Obama invited a bipartisan group of politicians and business leaders to the White House for an Oval Office meeting on the deal, which congressional leaders say is unlikely to get a vote this year. Participants included Republicans John Kasich, the governor of Ohio, and former Treasury Secretary Hank Paulson, as well as former New York City Mayor Michael Bloomberg.

"They know that this is important for our economy and this is important for our national security," Obama said at the meeting. "If we are not in there making sure that fair trade is established in the Asian market, we're going to be cut out."

Obama hopes the meeting's participants, also including Ginni Rometty, the chairwoman and CEO of IBM, and John Bel Edwards, the governor of Louisiana, can raise pressure on Democrats and Republicans in Congress to ratify the sweeping 12-nation Trans-Pacific Partnership after the November elections. Before the meeting, the White House circulated an op-ed titled "Help American Workers. Pass TPP," by Bloomberg and U.S. Chamber of Commerce CEO Tom Donohue.

"It's imperative that the strong majority of voters who support expanded trade urge members of Congress to pass TPP this year — and hold them accountable for the lost jobs that will result if they fail to do so," they wrote in Bloomberg View.

The trade deal, which would cover about 40 percent of global commerce, is on life support. Republican presidential nominee Donald Trump has vowed to scrap it altogether if he's elected, and Democratic nominee Hillary Clinton — pushed to the left on the accord during her primary campaign — has said she would at least seek to renegotiate it.

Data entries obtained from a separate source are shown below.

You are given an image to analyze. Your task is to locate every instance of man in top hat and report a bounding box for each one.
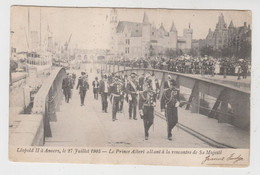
[92,77,99,100]
[161,79,180,140]
[126,72,138,120]
[119,75,128,113]
[139,73,145,91]
[110,75,124,121]
[76,72,89,106]
[139,79,156,140]
[99,74,109,113]
[62,73,72,103]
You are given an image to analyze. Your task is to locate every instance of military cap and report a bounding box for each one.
[170,79,177,86]
[130,72,137,77]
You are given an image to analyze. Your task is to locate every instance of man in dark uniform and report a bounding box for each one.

The Republican leaders of the House and Senate have said the deal doesn't have enough support to pass Congress and thus won't be called up for a vote this year.

"As long as we don't have the votes, I see no point of bringing up an agreement only to defeat it," House Speaker Paul Ryan said in an interview with Wisconsin Public Radio last month. "I have my own problems with TPP. It is not ready. The president has to renegotiate some critical components of it."

Asian nations that are party to the trade agreement have warned that it cannot be renegotiated. Singapore's prime minister, Lee Hsien Loong, said in Washington last month that U.S. credibility was on the line over the pact. Obama acknowledged their concerns in Laos last week and said the politics of the deal were "difficult" for U.S. lawmakers.

"Failure to move ahead with TPP would not just have economic consequences, but would call into question America's leadership in the region," he said during the trip.

Skepticism that the deal will be enacted has built to such a pitch that passage before Obama leaves the presidency would be a major surprise.

"The sand has run through the hour glass pretty fast," Ryan said in the public radio interview. "I don't see how they'll ever get the votes for it."